Let’s talk a little football
There is nothing political on this Halloween Sunday night I can write that will convey any information about Tuesday’s election that most of you don’t already know, make the prospects for any candidate any clearer, or make the possibilities less scary…so let’s talk a little football.
For the first time, at least in modern gridiron history, the Auburn Tigers and the Alabama Crimson Tide have the opportunity to start playing for a National Championship… not when they meet in Tuscaloosa on Nov. 26… but next Saturday, the first week in November…in Baton Rouge and Auburn.
The new Bowl Championship Series compilation of polls now ranks undefeated Auburn No. 2 (behind Oregon) and Alabama (with one loss) at No. 6 in the national BCS standings. In between are No. 3, TCU, No. 4 Boise State and No. 5, Utah. If either Auburn or Alabama runs the table most sports pundits I have heard believe that team will play for the National Championship.
For Auburn that means wining over Chattanooga in Auburn next Saturday, over Georgia Nov. 13 on the Plains, over Alabama in Tuscaloosa Nov. 26 and capturing the SEC championship in Atlanta on Dec. 4, probably against South Carolina.
Alabama must defeat LSU on the road Saturday, Mississippi State at home Nov. 13, Georgia State at home Nov. 18, Auburn in Tuscaloosa on Nov. 26 and winning the SEC championship in Atlanta the following week. The pundits believe that Crimson Tide will make the championship game even with one loss over the likes of Boise State, TCU and Utah, even if those teams remain undefeated. November will be a heady month of football in Alabama for us all.
And if that isn’t enough, toss in the Heisman Trophy watch recognizing college football’s best player, won last year by Alabama’s Mark Ingram. This year sensational Auburn junior quarterback Cam Newton is currently the odds-on favorite to win the award, which is named for former Auburn coach John Heisman. Newton would become the third Auburn player to win the Heisman, joining Pat Sullivan and Bo Jackson.
Heisman played football at Brown University and the University of Pennsylvania. He coached at Clemson and Georgia Tech in addition to Auburn. The award, a cast bronze statue that is 13.5 inches (34.3 cm) tall and 25 pounds heavy is presented in early December before postseason games.

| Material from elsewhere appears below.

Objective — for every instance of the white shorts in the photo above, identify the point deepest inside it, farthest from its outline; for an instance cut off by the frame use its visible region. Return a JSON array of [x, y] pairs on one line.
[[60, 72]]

Although not a grad of either school I tend to favor the Tigers unless Alabama could clinch a national championship. That’s mainly because Nancy and I have paid a considerable number of dollars to Auburn for the education of two of our four children. So, if it gets down to an either-or situation Nov. 26th in T-Town I will be wearing orange and blue.
My outlook with regard to SEC sports has generally been of an ecumenical nature. It is best, I believe, for all SEC teams to perform at their best against outside opposition in order to boost the teams which eventually rise to the top and are competing in the national polls. I can’t recall ever pulling for an SEC team to lose to an outsider.
Both schools have storied football histories, but Alabama’s is perhaps the most significant of Southern colleges and universities. It started with the 1926 Rose Bowl against Washington.
The game was considered by many to be the worst mismatch in the history of the Rose Bowl. Alabama had a good enough record-nine straight wins-but football experts in the ‘20s didn’t think highly of southern football.
Dartmouth, the undefeated national champion, had been the first choice of the Rose Bowl committee for the 1926 game. But the Dartmouth players rejected the bid. Two weeks earlier Les Henry, the Rose Bowl committee chairman, had received a telegram, ostensibly from Alabama Governor W. W. Brandon, stating that, “If you are interested in a real opponent for your West Coast football team, then give Alabama serious consideration.”
Champ Pickens, the student manager of Alabama’s 1896 team, had actually sent the telegram with the governor’s blessing. “Alabama,” read Henry’s reply to the governor’s mansion, “will be given the utmost consideration.”
As it turned out Alabama was invited and won-defeating Washington 20-19 in what many call the most thrilling Rose Bowl game ever played-and no one ever again looked down on southern football. Southern teams played in 13 of the next 20 Rose Bowl games.
The Crimson Tide played in five of those 13, compiling an overall Rose Bowl record of 4-1-1.